Ghazy F S, Mohamed M S, Kassem A A, Elhoseiny B M
Department of Pharmaceutics, Faculty of Pharmacy, Zagazig University, ARE.
Pharmazie. 1988 Jul;43(7):484-5.
Ethosuximide was formulated in different suppository bases. In vitro release experiment demonstrated more rapid and higher release of the drug from water soluble polyethylene glycol (PEG) bases than from Witepsol fatty bases. Rectal administration in PEG 400:4000 and 400:6000 to rabbits gave high plasma levels where Cmax was 45.66 and 42.66 micrograms.ml-1, respectively; while, in the presence of Witepsol E76 and W35 it was 34.00 and 28.33 micrograms.ml-1, respectively. The systemic availability was 89.39%, 82.72%, 58.80% and 47.45% when the bases were PEG 400:4000, PEG 400:6000, Witepsol E76 and Witepsol W35, respectively.

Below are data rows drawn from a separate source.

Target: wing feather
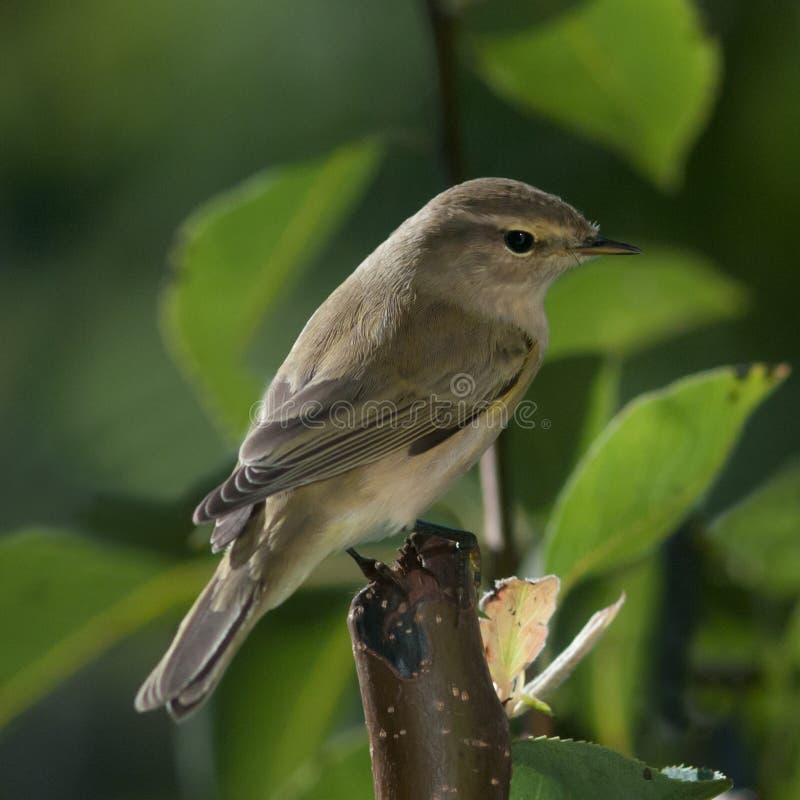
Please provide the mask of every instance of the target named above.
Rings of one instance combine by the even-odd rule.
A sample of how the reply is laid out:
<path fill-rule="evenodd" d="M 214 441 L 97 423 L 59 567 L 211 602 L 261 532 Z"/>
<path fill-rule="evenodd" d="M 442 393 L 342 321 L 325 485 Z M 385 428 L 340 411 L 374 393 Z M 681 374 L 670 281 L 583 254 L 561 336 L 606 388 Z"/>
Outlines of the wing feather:
<path fill-rule="evenodd" d="M 465 319 L 462 310 L 441 302 L 417 302 L 414 310 L 371 349 L 362 341 L 369 325 L 334 326 L 339 341 L 332 344 L 328 332 L 325 344 L 342 352 L 341 363 L 314 355 L 318 343 L 309 323 L 311 330 L 303 332 L 264 398 L 262 418 L 245 438 L 239 464 L 203 499 L 195 522 L 231 515 L 219 537 L 228 542 L 246 519 L 233 512 L 276 492 L 403 448 L 413 453 L 415 443 L 422 443 L 416 452 L 437 446 L 508 391 L 534 346 L 516 327 Z M 423 320 L 413 318 L 419 312 Z M 426 325 L 425 335 L 419 335 L 419 325 Z M 361 338 L 349 342 L 347 336 Z M 312 356 L 303 358 L 303 352 Z M 348 352 L 358 357 L 347 359 Z M 457 383 L 464 376 L 468 393 Z"/>

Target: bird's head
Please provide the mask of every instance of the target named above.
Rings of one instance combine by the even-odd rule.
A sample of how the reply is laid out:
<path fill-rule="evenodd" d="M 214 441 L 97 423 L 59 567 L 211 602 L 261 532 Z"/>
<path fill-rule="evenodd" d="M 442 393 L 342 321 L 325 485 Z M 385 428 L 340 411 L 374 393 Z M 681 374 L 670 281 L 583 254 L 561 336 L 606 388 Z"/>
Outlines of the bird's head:
<path fill-rule="evenodd" d="M 415 254 L 425 291 L 517 323 L 565 270 L 594 256 L 640 252 L 601 237 L 596 224 L 559 197 L 505 178 L 453 186 L 397 235 Z"/>

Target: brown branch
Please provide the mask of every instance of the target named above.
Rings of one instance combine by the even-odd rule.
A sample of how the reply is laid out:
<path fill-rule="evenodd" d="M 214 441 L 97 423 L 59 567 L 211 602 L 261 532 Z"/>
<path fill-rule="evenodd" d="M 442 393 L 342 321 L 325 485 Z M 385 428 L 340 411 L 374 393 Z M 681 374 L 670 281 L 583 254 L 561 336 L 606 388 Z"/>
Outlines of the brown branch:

乙琥胺被制成不同的栓剂基质。体外释放实验表明,该药物从水溶性聚乙二醇(PEG)基质中的释放比从Witepsol脂肪基质中更快且释放量更高。对兔子直肠给药PEG 400:4000和PEG 400:6000时,血浆水平较高,Cmax分别为45.66和42.66微克·毫升-1;而在Witepsol E76和W35存在的情况下,Cmax分别为34.00和28.33微克·毫升-1。当基质分别为PEG 400:4000、PEG 400:6000、Witepsol E76和Witepsol W35时,全身利用率分别为89.39%、82.72%、58.80%和47.45%。